I have recently noticed that the behavior of the Lucene StandardAnalyzer have changed somewhat since version 3.1. Concretely, 3.0 and previous versions recognized e-mails, IP addresses, company names etc as separate lexical types, while later versions don't.

For example, for input text : "[email protected] 127.0.0.1 H&M", the 3.0 analyzer would recognize the following types:

1: [email protected]: 0->16: <EMAIL>

2: 127.0.0.1: 17->26: <HOST>

3: h&m: 27->30: <COMPANY>

However, version 3.1 and later give the following output for the same input text:

1: example: 0->7: <ALPHANUM>

2: mail.com: 8->16: <ALPHANUM>

3: 127.0.0.1: 17->26: <NUM>

My question is, how can I implement the old StandardAnalyzer behavior with newer version of the Lucene library?

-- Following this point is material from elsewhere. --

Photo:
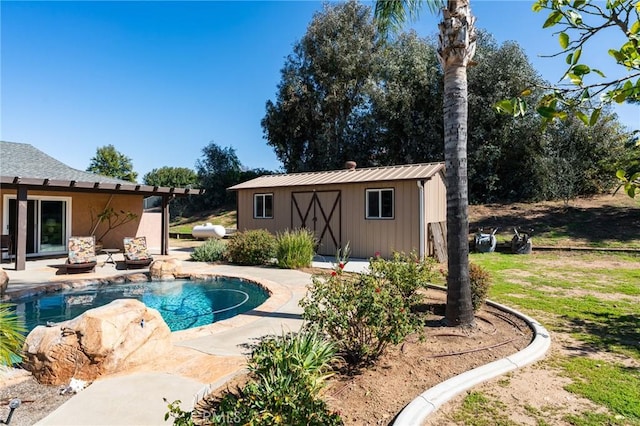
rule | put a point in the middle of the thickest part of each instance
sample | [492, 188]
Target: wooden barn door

Are there some standard TokenFilters that can help me achieve this, or do I need to implement custom filters?

1

1 Answers

1
votes

See the javadocs for StandardAnalyzer: As of 3.1, StandardTokenizer implements Unicode text segmentation.... ClassicTokenizer and ClassicAnalyzer are the pre-3.1 implementations of StandardTokenizer and StandardAnalyzer.

Alternatively, you can pass LUCENE_30 version to StandardAnalyzer and you also get the previous behavior. Thats the purpose of these version constants, so that behavior stays consistent for existing users, and you decide when to upgrade your app to changed behavior.